What's wrong with the YouTube documentary?
posted by Michael
for VJ10, July 2008
As someone who has shot video and programmed web-based interfaces to video over the past decade, it has been exciting to see how distributing video via the Internet has become increasingly popularized, thanks in large part to video sharing sites like YouTube. At the same time, I continue to design and write software in search of new forms of collaborative and "evolving" documentaries; and for myself, and others around me, I feel disinterest, even aversion, to posting videos on YouTube. This essay has two threads: (1) I revisit an earlier essay describing the "Evolving Documentary" model to get at the roots of my enthusiasm for working with video online, and (2) I examine why I find YouTube problematic, and more a reflection of television than the possibilities that the web offers.
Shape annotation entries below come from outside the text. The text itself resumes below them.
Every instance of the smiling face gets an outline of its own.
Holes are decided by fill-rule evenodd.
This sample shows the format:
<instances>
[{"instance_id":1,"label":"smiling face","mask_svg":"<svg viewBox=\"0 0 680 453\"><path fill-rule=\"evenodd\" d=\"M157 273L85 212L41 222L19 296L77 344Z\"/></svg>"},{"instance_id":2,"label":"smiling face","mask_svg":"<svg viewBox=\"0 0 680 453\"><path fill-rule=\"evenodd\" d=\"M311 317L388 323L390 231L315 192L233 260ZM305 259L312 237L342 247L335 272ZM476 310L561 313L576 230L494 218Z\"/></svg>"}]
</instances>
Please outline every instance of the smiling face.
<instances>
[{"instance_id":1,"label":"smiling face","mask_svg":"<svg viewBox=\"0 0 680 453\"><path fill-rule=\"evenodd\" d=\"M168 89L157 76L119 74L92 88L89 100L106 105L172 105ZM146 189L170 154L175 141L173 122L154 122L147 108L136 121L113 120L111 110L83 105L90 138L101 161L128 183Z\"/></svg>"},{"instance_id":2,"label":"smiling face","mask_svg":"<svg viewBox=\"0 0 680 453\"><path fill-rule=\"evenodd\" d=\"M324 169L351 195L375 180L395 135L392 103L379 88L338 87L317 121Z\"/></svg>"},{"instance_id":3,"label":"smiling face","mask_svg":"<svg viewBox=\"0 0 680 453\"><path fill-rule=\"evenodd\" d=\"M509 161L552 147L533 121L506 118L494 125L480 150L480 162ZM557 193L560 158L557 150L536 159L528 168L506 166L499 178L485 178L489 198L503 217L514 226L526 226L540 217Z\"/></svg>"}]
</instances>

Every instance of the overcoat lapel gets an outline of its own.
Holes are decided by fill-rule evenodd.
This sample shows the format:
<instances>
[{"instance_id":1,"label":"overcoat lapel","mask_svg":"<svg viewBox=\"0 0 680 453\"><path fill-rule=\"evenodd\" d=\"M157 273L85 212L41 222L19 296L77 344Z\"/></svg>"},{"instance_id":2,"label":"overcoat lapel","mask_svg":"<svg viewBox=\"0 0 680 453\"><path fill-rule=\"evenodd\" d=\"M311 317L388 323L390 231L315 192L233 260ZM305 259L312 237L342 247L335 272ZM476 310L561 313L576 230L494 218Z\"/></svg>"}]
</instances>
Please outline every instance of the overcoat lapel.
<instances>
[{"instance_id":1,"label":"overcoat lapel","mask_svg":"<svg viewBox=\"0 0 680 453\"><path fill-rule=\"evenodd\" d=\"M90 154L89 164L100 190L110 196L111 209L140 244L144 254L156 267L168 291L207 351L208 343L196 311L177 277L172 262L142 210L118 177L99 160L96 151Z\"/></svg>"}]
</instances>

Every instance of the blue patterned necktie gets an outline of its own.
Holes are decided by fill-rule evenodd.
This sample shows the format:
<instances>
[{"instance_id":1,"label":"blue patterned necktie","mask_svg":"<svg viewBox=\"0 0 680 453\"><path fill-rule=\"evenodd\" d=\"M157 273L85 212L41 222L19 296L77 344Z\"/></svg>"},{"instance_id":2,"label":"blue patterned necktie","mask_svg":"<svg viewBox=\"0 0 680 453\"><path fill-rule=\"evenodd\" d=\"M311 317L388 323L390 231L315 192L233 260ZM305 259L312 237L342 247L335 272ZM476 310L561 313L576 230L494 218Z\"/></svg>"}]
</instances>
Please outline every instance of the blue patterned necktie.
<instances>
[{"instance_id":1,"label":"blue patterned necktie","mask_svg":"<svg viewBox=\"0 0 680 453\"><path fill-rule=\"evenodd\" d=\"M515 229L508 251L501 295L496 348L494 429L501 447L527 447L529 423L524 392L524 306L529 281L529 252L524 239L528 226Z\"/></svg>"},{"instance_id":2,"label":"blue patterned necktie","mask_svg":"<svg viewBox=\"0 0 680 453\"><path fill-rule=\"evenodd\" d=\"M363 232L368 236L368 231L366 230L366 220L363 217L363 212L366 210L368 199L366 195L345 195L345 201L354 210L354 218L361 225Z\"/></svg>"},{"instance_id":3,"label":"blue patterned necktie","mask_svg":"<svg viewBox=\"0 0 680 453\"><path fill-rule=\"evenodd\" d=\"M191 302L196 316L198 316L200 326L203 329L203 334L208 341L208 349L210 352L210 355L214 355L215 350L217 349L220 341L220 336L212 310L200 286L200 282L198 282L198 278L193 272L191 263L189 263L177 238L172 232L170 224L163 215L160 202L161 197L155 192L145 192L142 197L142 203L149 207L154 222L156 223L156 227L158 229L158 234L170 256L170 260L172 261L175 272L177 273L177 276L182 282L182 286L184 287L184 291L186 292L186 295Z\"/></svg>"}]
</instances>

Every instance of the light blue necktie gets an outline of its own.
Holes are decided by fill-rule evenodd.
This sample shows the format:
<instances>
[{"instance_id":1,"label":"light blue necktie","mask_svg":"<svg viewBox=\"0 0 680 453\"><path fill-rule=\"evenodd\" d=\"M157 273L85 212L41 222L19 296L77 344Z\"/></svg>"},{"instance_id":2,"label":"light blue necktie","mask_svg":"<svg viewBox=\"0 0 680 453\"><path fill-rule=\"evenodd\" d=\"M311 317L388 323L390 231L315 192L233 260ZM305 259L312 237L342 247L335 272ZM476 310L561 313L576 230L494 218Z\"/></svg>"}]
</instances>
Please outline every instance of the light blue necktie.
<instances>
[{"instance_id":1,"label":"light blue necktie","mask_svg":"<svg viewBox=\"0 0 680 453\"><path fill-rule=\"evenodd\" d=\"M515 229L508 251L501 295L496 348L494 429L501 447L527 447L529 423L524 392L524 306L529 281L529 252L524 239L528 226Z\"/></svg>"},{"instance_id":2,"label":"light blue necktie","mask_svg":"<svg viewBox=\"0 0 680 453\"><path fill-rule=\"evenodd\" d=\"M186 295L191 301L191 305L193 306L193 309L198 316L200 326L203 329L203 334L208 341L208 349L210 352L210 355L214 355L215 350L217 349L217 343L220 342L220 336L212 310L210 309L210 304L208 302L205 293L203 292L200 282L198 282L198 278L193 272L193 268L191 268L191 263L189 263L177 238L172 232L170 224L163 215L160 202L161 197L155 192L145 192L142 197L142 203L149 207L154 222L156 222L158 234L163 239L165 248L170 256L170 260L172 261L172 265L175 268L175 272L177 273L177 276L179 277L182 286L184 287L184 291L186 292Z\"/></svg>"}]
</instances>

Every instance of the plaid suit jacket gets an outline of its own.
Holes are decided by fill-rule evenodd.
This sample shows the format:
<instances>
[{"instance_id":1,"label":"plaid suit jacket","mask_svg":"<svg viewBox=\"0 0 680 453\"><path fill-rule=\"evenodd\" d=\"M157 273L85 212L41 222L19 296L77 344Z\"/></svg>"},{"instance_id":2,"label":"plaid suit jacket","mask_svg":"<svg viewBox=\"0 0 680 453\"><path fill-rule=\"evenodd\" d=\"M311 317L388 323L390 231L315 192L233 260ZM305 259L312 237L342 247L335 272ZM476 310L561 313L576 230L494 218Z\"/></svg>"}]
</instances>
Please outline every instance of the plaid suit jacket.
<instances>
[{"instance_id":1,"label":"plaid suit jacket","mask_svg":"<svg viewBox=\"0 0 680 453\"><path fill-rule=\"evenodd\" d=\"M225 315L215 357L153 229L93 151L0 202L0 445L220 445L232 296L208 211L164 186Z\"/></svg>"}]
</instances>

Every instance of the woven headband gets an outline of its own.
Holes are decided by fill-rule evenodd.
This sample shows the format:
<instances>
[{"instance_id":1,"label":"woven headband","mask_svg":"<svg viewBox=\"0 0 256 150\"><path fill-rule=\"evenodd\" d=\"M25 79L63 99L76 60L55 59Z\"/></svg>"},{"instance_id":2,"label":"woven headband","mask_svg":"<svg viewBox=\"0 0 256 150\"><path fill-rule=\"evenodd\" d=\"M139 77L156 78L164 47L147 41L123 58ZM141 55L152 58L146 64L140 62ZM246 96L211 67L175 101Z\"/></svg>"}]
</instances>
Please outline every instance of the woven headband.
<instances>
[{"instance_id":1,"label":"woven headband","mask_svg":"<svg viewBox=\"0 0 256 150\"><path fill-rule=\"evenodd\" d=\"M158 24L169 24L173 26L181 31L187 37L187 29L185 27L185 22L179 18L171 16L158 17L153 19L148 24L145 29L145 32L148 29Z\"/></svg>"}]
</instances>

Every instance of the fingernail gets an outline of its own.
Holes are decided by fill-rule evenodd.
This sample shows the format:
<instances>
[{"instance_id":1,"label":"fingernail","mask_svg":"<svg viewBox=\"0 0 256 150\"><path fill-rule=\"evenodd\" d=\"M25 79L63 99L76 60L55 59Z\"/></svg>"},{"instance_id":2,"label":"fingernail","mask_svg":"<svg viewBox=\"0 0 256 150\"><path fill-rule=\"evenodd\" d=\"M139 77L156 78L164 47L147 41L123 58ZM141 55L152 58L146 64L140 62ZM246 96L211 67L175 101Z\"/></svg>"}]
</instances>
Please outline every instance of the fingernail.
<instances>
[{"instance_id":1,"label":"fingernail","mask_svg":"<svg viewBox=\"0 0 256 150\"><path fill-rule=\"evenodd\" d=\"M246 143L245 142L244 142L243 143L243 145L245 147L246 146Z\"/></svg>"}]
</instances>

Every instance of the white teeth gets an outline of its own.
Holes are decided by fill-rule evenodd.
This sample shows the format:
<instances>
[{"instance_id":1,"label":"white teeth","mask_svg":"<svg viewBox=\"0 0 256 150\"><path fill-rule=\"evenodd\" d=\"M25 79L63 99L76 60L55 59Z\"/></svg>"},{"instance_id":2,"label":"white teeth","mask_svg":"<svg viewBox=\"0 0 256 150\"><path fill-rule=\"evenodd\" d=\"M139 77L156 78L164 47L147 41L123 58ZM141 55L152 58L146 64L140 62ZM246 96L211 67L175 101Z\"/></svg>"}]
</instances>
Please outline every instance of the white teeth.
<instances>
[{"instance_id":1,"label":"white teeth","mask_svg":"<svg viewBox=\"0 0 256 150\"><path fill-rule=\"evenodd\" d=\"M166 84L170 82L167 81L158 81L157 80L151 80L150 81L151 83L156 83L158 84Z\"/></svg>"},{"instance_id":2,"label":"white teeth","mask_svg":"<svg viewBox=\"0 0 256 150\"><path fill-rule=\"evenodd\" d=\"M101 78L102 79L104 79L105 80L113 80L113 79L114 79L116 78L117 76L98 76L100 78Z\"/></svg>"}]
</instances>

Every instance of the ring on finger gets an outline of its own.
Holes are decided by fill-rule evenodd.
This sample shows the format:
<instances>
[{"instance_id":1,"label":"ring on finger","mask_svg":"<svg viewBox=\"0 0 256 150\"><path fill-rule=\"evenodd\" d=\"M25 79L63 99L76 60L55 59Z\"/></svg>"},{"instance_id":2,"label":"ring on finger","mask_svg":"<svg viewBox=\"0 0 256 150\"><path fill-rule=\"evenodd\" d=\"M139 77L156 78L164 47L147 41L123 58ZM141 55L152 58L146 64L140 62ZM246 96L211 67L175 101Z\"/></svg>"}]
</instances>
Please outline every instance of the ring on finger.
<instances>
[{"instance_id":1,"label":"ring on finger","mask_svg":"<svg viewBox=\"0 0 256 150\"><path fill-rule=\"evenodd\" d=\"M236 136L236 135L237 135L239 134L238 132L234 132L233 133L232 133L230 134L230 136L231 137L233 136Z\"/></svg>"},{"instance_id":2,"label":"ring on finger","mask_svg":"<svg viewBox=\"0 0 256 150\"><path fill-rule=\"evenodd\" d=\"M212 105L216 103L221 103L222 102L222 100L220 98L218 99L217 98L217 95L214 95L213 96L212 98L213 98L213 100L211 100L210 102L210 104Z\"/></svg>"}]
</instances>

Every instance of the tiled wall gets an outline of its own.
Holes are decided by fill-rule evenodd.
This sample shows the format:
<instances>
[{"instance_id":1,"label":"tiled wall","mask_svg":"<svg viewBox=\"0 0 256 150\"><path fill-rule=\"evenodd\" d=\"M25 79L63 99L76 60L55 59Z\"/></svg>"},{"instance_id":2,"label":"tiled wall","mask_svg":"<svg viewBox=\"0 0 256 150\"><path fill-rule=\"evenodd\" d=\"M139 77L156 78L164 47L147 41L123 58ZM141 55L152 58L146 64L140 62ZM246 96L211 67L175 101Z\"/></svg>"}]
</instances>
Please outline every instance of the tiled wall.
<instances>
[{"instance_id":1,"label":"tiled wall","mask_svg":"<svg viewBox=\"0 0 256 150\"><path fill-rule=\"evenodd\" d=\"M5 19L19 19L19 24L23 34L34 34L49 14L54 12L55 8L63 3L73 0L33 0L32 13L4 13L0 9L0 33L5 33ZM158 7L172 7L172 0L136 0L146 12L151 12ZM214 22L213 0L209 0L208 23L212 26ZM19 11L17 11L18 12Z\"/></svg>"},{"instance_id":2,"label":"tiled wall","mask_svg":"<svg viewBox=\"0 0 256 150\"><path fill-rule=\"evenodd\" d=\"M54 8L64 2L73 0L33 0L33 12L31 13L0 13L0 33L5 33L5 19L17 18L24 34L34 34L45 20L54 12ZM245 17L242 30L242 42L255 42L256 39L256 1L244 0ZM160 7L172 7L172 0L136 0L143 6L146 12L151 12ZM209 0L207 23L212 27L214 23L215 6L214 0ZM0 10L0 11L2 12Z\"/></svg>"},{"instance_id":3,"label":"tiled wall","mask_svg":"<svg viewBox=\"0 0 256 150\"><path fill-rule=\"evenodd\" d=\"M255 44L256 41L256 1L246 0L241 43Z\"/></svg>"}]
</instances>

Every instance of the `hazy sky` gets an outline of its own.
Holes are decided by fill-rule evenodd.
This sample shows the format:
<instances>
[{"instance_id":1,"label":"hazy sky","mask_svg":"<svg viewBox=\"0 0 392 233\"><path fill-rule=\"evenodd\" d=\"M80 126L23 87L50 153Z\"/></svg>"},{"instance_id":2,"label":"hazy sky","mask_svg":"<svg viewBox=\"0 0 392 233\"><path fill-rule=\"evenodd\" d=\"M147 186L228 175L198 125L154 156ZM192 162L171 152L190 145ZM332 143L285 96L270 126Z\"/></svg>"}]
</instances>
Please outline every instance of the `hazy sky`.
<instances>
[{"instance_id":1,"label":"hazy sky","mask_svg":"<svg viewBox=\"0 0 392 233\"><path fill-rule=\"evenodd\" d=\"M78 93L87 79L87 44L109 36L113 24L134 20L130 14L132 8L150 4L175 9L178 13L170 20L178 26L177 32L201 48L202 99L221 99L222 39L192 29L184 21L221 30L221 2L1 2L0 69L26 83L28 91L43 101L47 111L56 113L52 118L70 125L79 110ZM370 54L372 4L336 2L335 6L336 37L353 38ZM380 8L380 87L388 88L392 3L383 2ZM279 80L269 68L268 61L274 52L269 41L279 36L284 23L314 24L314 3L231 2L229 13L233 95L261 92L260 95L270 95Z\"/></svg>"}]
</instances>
In 1996, I co-authored an essay with Glorianna Davenport, then my teacher and director of the Interactive Cinema group at the MIT Media Lab, called "Automatist storyteller systems and the shifting sands of story" . In it, we described a model for supporting "Evolving Documentaries", or an "approach to documentary storytelling that celebrates electronic narrative as a process in which the author(s), a networked presentation system, and the audience actively collaborate in the co-construction of meaning." In this paper, Glorianna included a section entitled "What's wrong with the Television Documentary?" The main points of this argument were as follows:
[... T]elevision consumes the viewer. Sitting passively in front of a TV screen, you may appreciate an hour-long documentary; you may even find the story of interest; however, your ability to learn from the program is less than what it might be if you were actively engaged with it, able to control its shape and probe its contents.
Here, it is crucial to understand what is meant by the word "active". In a naive comparison between the activities of watching television and surfing the web, one might say that the latter is inherantly more active in the sense that the process is "driven" by the choices of the user; in the early days of the web it became popular to refer to this split as "lean back vs. lean forward" media. Of course, if one means to talk about cognitive activity, this is clearly misleading as aimlessly surfing the net can be achieved at near comatose levels of brain function (as any late night surfer can attest to) and watching a particularly sharp television program can be incredibly engaging, even life changing. Glorianna would often describe her frustration with traditional documentary by observing the vast difference between her own sense of engagement with a story gained through the process of shooting and editing, versus the experience of an audience member from simply viewing the end result. Thus "active" here relates to the act of authoring and the construction of meaning. Rather than talking about leaning forward or backward, a more useful split might be between reading and writing. Rather than being a question of bad versus good access, the issue becomes about two interconnected cognitive processes, both hopefully thoughtful and "active." An ideal platform for online documentary would be one that facilitates a fluid movement between moments of reflection (reading) and of construction (writing).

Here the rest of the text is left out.